NETGEAR is aware of a growing number of phone and online scams. To learn how to stay safe click here.
Forum Discussion
kjx
Jun 18, 2025Apprentice
Is my satellite dead?
I have an Orbi 970 set - router + 4 satellites (5 devices). I’ve extended warranty and all that. Mine was one of those sets where the router was “overheating” and dropping. And putting a fan on t...
FURRYe38
Jun 19, 2025Guru - Experienced User
What is the size of the home in sq ft?
kjx
Jun 19, 2025Apprentice
~3300 sq ft spread over 3 floors with the 3 floor just being a bonus room of about 600 sq ft. ~40 ft wide, ~55 ft deep and maybe 35 ft high.
One portion of that 3rd floor open-floor room is a complete Wi-Fi deadspot for my iPad and iPhone [Wi-Fi disappears completely], so that's where the final satellite (wired) I reluctantly purchased went, and now it's the resting place for this broken satellite.
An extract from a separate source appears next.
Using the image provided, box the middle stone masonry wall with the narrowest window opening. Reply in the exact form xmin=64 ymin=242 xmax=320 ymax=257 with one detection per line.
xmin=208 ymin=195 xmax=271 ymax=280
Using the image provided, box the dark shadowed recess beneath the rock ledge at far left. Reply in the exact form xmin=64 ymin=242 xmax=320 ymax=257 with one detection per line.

Two satellites are in the far front of the house on the second floor in the furthest 90degree corners of the house structure. They are about 40 feet apart separated by 2-3 walls in 'line of sight'.
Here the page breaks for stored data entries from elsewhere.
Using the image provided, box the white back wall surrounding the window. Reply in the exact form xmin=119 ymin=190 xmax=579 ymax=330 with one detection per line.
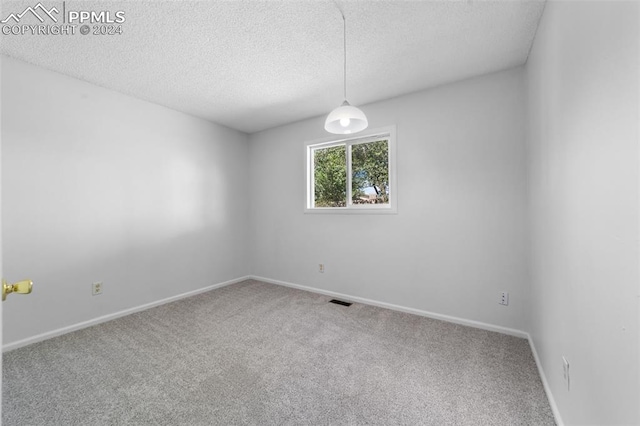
xmin=250 ymin=68 xmax=529 ymax=330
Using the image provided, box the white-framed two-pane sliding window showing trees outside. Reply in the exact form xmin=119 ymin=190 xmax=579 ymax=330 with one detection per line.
xmin=305 ymin=127 xmax=397 ymax=213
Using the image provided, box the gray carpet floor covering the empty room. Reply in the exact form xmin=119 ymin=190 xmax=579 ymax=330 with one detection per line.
xmin=2 ymin=281 xmax=554 ymax=426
The location of the broken satellite (and now hosts what-used-to-be the bonus room satellite) is 50 feet from the front of the house on the second floor. The broken satellite used to notably host a wired pi-hole resolving DNS queries for a ton of devices (IoT & otherwise) across the network.
The RBR sits in a walk-in clothes closet on the first-floor smack in the middle of the house - where all my networking, cable and fiber wiring terminates. It has a large steel panel refrigerator behind a wall on one side limiting range backwards. The broken satellite compensates for some of this - it used to sit wired in a master closet initially but I was hitting frequent network drops in the bedroom and first floor living areas for Wi-Fi 6 devices so it made its way there.
The house structure extremity placement for satellites is also for optimal WiFi camera performance and personal device performance in the yards too. If one satellite goes down, network perf goes down from 1.5-1.6 Gbps on my phone down to 200 Megs. It's abysmally low for things like my desktop that go down to 10 - 30 Megs over "remote-satellite" or RBR wifi connections.
I run spectrum analyzer regularly and generally have each network band assigned to interference free channels (w.r.t neighbors). That was the first thing I rechecked when the first intermittent drops started happening on this satellite.